Bill Chandler, Vice President, Corporate Communications told The Telegraph “As the North American product has been accepted more widely in the past year and a half it makes business sense and allows us to be more cost-effective while giving the styling that our customers desire. There will be a handful of designers in New York focused on making adjustments to our North American designs for our European customers.”
While the argument that having one design team is more efficient for the global business holds some water, it is still a puzzling move. The one bright spot for The Gap in recent seasons has been the strength of its European collections, designed by a team based in London. One of the worst-kept secrets in the Industry was that the European collections were designed with input from influential fashion insiders, including Phoebe Philo and Balenciaga’s Marie-Anne Sauve.

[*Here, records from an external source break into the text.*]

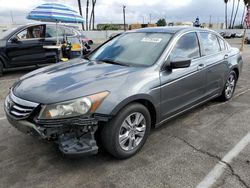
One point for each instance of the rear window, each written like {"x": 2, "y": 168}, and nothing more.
{"x": 142, "y": 49}
{"x": 210, "y": 43}
{"x": 222, "y": 44}
{"x": 186, "y": 47}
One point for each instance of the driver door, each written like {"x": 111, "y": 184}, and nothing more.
{"x": 26, "y": 47}
{"x": 183, "y": 87}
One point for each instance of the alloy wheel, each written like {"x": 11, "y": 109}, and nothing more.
{"x": 132, "y": 131}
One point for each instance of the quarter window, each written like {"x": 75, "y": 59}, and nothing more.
{"x": 210, "y": 43}
{"x": 186, "y": 47}
{"x": 51, "y": 31}
{"x": 31, "y": 33}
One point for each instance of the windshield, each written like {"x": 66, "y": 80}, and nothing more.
{"x": 6, "y": 33}
{"x": 138, "y": 49}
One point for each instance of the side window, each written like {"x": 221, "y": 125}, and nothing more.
{"x": 51, "y": 31}
{"x": 210, "y": 43}
{"x": 186, "y": 47}
{"x": 31, "y": 33}
{"x": 222, "y": 44}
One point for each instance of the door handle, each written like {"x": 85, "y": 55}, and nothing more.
{"x": 200, "y": 66}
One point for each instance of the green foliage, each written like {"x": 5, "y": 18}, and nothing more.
{"x": 161, "y": 22}
{"x": 107, "y": 27}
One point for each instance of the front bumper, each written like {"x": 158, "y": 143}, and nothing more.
{"x": 71, "y": 139}
{"x": 74, "y": 136}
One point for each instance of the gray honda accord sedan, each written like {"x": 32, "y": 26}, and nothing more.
{"x": 113, "y": 97}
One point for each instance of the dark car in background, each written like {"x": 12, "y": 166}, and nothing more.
{"x": 137, "y": 80}
{"x": 29, "y": 45}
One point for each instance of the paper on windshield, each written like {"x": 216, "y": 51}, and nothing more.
{"x": 154, "y": 40}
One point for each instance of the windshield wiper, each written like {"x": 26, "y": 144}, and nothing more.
{"x": 110, "y": 61}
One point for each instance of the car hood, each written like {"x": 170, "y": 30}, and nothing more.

What were the results of this injection of Euro-cool? During recent fashion weeks, fashionistas from the USA flocked to Zara stores while in Europe to snap up the stylish clothes on offer — something that has been missing from The Gap for years now. The Gap store on London’s Oxford Street was positively buzzing on a recent visit. Just when they were getting things right in Europe, Gap’s management has pulled the plug.

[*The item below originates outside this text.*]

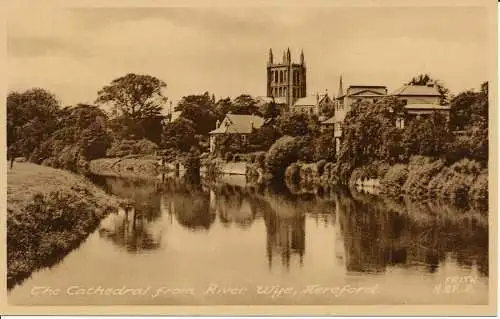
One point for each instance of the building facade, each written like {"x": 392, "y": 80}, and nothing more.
{"x": 344, "y": 101}
{"x": 286, "y": 79}
{"x": 420, "y": 101}
{"x": 239, "y": 126}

Only time will tell if Robinson can bring the same relaxed sense of cool to his collections, and whether collections designed in New York, and tweaked for European tastes, will have the same in-store impact. I think The Gap may have been penny-wise, pound-foolish with regards to this decision, in an economic climate where only the best product, offering the best value, will continue to sell well.
So for now, my money’s still on Zara. But, with the future of fast-fashion now also in question, as consumers are starting to think about the impact of disposable fashion such as that produced by Zara, the next disruptive model may very well come from a brand that addresses this concern, as well as the ever-evolving expectations of the global fashion customer.